When faced with an expression that involves dividing exponents, like in the original exercise, the key idea is to apply the concept of Division of Exponents. Simplifying expressions with exponents can be straightforward if you know the rules. In the division of powers with the same base, subtract the exponents. This means that for any non-zero number base \( a \), the rule \( \frac{a^m}{a^n} = a^{m-n} \) applies.
The original problem includes dividing \( 10^{-5} \) by \( 10^{-7} \). The law tells us we need to subtract the exponent of the divisor from the exponent of the dividend, i.e., \( -5 - (-7) \). Performing this subtraction gives \( 2 \), leaving us with \( 10^2 \).

• First, identify the bases that are the same.
• Then, subtract the exponents to find the new power of ten.

Standard form, often referred to as decimal notation, is the typical number representation we're all familiar with, like numbers used in everyday counting. When converting scientific notation to standard form, you perform the operation that results from the scientific notation's components. In the exercise solution, we started with \( 5.0 \times 10^1 \) in scientific notation.
To convert this to standard form, move the decimal point according to the power of ten. The exponent, \( 10^1 \), means moving the decimal one place to the right, changing \( 5.0 \) to \( 50.0 \).

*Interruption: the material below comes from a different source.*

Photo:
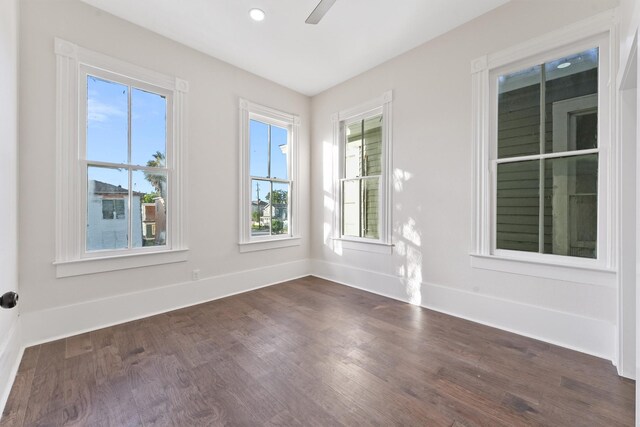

• Look at the exponent to determine how many places to move the decimal point.
• A positive exponent moves the decimal to the right, increasing the number.
• A negative exponent moves the decimal to the left, reducing the number.

The Laws of Exponents provide fundamental guidelines for handling mathematical expressions with exponents. These laws are crucial for simplifying expressions like the one given in the exercise. Let's break down some of the key laws that are relevant here:

• Multiplication of Exponents: When multiplying powers with the same base, add the exponents: \( a^m \times a^n = a^{m+n} \).
• Division of Exponents: For division, as we saw earlier, subtract the exponents: \( \frac{a^m}{a^n} = a^{m-n} \).
• Power of a Power: When raising a power to another power, multiply the exponents: \( (a^m)^n = a^{m \times n} \).
• Zero Exponent: Any non-zero number raised to the exponent zero is 1: \( a^0 = 1 \).

In our step-by-step solution, we specifically used the division property, underlining how mathematics provides a structured approach to simplification. Understanding these rules enables precise simplification of expressions, crucial in algebra and beyond.